# Can a 3 month old baby talk? Is that crazy?



## RStelle (Jul 12, 2011)

So my ds just turned 3 months old a few days ago, and I am SURE he is saying words, but everyone thinks I'm craaaaazy. For 2 weeks he has been saying "Hello", what I always say to him when he wakes up, when I pick him up, etc. He says it clearly, and he ONLY says it when I have been out of his sight for a few moments and come back. Now this week he has started saying "um um um" as he drinks his bottle (don't freak out, the bottle has breast milk in it :smile. He only says it when he is drinking, and when I am giving him his bottle I always say "Yum yum yum". AND today he started saying "I do I do, I do I do". I always look into his eyes and say "I love you, I do I do". And now when I say it he is looking back at me and saying "I do I do" back at me. 
Is this even a real thing that can happen?


----------



## JamieCatheryn (Dec 31, 2005)

3-4 month olds often get a set of sounds with consonants in them they start using. By like 4-6m they often try and copy what they hear (the sounds and rhythms are more like the child's native language and more like the parents use), sounds like yours is a touch early and is good at it. There's no telling if this will turn into early talking or other profoundly gifted traits, might just be something basic he's good at right now. Often babies that are going to be advanced also do social stuff like eye contact and smiling very early and are extra alert for their age.


----------



## SweetSilver (Apr 12, 2011)

When my daughter said "boobay" pointing straight at a blueberry, and "maymay" for her doll at barely 8 months, I realized she had been saying things for at least a month without my recognizing it.
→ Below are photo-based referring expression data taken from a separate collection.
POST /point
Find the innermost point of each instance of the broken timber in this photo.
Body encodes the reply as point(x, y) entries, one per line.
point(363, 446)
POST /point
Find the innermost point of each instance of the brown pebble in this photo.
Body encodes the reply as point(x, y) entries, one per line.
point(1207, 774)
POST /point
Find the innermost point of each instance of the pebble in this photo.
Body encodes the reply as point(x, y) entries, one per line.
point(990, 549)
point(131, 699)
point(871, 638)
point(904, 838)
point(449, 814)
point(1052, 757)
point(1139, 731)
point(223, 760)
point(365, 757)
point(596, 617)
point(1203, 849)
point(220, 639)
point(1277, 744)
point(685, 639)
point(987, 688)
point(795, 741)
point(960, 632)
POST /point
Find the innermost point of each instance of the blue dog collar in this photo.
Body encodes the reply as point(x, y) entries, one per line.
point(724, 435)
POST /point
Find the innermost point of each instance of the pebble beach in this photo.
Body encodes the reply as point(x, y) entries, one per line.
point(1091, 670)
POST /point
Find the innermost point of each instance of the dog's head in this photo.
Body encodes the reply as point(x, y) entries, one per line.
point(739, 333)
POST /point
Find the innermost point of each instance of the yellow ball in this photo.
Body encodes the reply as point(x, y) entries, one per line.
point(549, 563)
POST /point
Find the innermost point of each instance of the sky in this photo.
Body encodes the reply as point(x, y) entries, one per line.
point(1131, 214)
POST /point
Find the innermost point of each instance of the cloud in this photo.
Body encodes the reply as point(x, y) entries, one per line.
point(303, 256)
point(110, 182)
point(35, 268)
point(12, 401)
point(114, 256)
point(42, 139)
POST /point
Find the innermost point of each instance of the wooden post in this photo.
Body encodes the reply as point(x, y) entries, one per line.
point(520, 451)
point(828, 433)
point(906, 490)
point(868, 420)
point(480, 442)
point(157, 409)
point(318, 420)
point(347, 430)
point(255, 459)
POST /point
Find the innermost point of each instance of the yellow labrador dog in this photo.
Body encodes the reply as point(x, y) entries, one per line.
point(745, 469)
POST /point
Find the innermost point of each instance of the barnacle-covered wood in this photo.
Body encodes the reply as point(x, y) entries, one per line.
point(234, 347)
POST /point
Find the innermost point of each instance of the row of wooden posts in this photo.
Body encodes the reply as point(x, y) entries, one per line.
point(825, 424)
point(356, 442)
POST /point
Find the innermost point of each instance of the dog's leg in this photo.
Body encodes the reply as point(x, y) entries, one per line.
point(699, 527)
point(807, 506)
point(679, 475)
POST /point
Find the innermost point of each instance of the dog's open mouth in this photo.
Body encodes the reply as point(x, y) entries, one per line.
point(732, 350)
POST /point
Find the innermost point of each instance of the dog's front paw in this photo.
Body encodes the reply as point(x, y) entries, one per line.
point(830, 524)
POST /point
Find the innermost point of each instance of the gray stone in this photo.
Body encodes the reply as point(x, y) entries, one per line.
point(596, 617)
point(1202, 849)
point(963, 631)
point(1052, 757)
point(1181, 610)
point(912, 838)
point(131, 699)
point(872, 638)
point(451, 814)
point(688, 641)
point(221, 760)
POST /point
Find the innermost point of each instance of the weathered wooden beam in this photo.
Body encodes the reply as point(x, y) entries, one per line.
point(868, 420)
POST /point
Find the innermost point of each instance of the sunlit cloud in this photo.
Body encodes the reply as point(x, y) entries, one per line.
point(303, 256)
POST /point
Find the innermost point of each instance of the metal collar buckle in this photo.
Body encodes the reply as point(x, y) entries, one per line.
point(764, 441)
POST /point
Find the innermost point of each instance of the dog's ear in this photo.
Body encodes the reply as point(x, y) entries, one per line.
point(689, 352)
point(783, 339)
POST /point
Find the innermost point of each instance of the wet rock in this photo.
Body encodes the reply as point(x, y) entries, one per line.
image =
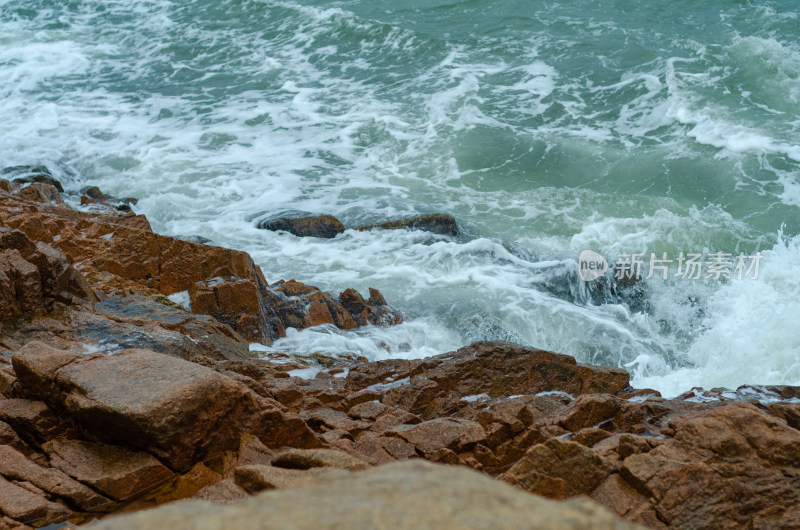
point(437, 223)
point(22, 505)
point(259, 478)
point(34, 277)
point(32, 174)
point(40, 192)
point(239, 304)
point(324, 226)
point(16, 466)
point(434, 386)
point(427, 437)
point(396, 496)
point(559, 469)
point(223, 493)
point(314, 458)
point(115, 471)
point(119, 252)
point(177, 410)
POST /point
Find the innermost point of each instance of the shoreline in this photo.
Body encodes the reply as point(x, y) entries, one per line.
point(116, 398)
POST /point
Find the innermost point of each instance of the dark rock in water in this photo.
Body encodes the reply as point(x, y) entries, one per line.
point(324, 226)
point(194, 239)
point(30, 174)
point(438, 223)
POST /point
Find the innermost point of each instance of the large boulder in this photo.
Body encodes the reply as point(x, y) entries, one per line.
point(409, 495)
point(179, 411)
point(435, 386)
point(438, 223)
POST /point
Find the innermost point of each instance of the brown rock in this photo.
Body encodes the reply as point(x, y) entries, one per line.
point(436, 385)
point(22, 505)
point(313, 458)
point(237, 303)
point(559, 469)
point(180, 411)
point(118, 472)
point(32, 420)
point(437, 223)
point(452, 433)
point(324, 226)
point(257, 478)
point(402, 496)
point(15, 466)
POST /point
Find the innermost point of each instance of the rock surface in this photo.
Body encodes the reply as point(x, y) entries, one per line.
point(390, 497)
point(324, 226)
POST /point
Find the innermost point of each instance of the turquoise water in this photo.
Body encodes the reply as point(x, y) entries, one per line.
point(546, 128)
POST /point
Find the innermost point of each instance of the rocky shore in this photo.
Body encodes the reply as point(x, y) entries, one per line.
point(126, 383)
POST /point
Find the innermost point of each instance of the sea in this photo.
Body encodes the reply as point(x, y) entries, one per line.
point(649, 132)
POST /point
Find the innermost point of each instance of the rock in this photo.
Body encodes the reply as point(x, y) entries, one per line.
point(22, 505)
point(115, 471)
point(368, 312)
point(32, 420)
point(314, 458)
point(451, 433)
point(559, 469)
point(177, 410)
point(40, 192)
point(16, 466)
point(33, 277)
point(437, 223)
point(433, 387)
point(730, 466)
point(324, 226)
point(257, 478)
point(118, 251)
point(237, 303)
point(395, 496)
point(224, 493)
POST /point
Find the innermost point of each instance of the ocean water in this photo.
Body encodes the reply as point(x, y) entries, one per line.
point(546, 128)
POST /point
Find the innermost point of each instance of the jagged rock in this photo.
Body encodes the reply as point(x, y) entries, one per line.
point(40, 192)
point(324, 226)
point(239, 304)
point(177, 410)
point(434, 386)
point(559, 469)
point(437, 223)
point(16, 466)
point(392, 497)
point(117, 472)
point(33, 277)
point(314, 458)
point(451, 433)
point(120, 251)
point(257, 478)
point(23, 505)
point(225, 493)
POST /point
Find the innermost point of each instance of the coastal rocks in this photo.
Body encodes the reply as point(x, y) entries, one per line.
point(437, 223)
point(119, 253)
point(406, 495)
point(261, 313)
point(238, 303)
point(323, 226)
point(114, 471)
point(179, 411)
point(435, 386)
point(34, 277)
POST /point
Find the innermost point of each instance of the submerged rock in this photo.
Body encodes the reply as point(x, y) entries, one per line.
point(324, 226)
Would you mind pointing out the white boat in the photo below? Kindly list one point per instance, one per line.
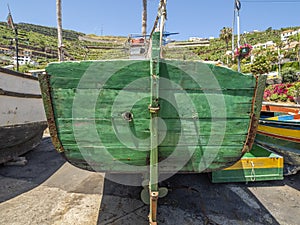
(22, 119)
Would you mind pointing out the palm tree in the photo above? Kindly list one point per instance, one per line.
(59, 30)
(144, 18)
(226, 35)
I *doubt* that what you are hearing it is a true word, but my experience has proven to me that just because we think something and maybe have good reason to doesn't mean it's true.

So, I would say "hello" back, just in case  If it isn't a word now, it sure will be!


----------



## healthystuff (Oct 3, 2014)

They said that "kids are great imitator". They adapt sounds, expressions, and etc from us (parents) and those people that surrounds them when they grow up. If your kid is saying those things to you even at the early age. It is very possible but it does not mean your baby can pronounce it very clearly and understand its meaning since he is very young. 

I can see that your kid will grow up very intelligent and observant person. :nerd:


----------



## kaspina (Sep 29, 2014)

My 9months baby is shouting ma, ma very clearly I understood its easy pronounce ma but he speaks clear. so its different to each other kids.


----------



## qsaoyueshs (Oct 11, 2014)

My 9months baby is shouting ma, ma very clearly I understood its easy pronounce ma but he speaks clear. so its different to each other kids.


----------



## starsunmoon (Oct 11, 2014)

When my GD was 3-4 mths, she would repeat words or sounds. But then at 5-6 mths, I can't barley get her to say anything !! She mumbles sentaces, but nothing that is s word


----------



## sierramtngirl (Jun 19, 2013)

I swear my 4 month old coos something that sounds like " I love you" and "hi".


----------



## lydiearr (Nov 30, 2013)

DD2 started saying words at 4 months old. 'Dad ad ad ad', then about a week later 'Nan an an an', then a week or two later 'Mum um um um'. Every day, all day lol.


----------



## whiimsical (Oct 26, 2014)

My 3 month old's hunger cry sounds exactly like "HUN-GIEEEEEEEEEEEEEEEEEEEEEE! HUN-GIEEEEEEEEEEEE!!!"

Think I've got it recorded on my phone. It's adorbs!:grin:


----------



## MeltCandy88 (Jul 1, 2014)

Such a heartwarming thread! I think babies can talk at this age. After all, they can master sign language which seems to me far more difficult. So congratulations!


----------